Work crews gutted and cleaned out the blackened interior, and once the dreadful task was completed the doomed Iroquois reopened as the Colonial Theatre not long after. Outraged civic groups called it a “mockery of the dead” and a great public scandal, but the show just had to go on without so much as a memorial marker placed on the site. In May 1924, the Colonial came down, replaced by the new Civic Tower office building with ground floor occupancy taken up by the Oriental Theatre, a movie house. Today it is the Ford Center for the Performing Arts/Oriental Theatre, a fully restored live performance venue. Stage technicians and costumers believe the building to be haunted. Spectral apparitions, thought to be Iroquois victims, have been reported in the alley behind the Civic Tower.
The famous stories of yesterday’s Chicago, through its moments of valor and times of shame and tragedy, transcend generations. Walk the streets long enough and you will surely meet someone holding a deeper personal connection to these Christmas-time tragedies—a great-grandparent who put his life on the line battling the Iroquois inferno, or the friend of a friend pulled to safety from the smoke-filled corridors of Lady of Angels. So many stories handed down like heirlooms form a living scrapbook. We are a city with a conscience and a heart, and we will never forget those awful December days.
The past speaks to us in profound and unexpected ways.
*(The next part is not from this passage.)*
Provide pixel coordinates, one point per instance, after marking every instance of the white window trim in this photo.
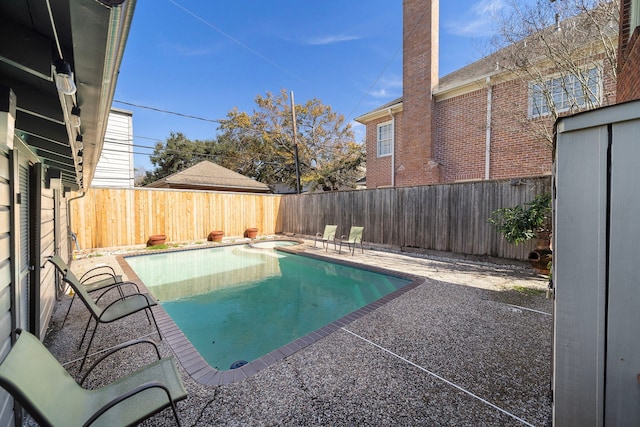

The artifacts left behind can serve as doorways to our past. This year, Chicago History Museum presented a special exhibit billed as “The Secret Life of Objects.” The collection showcases nineteen twenties’ “thrill” killer Nathan Leopold’s eyeglasses, Charlie Chaplin’s bamboo cane, and the battered but recognizable electric arc lamp that ignited the Iroquois’ asbestos stage curtain. In quiet repose, it sits in a darkened corner of the exhibit room. It has quite a story to tell.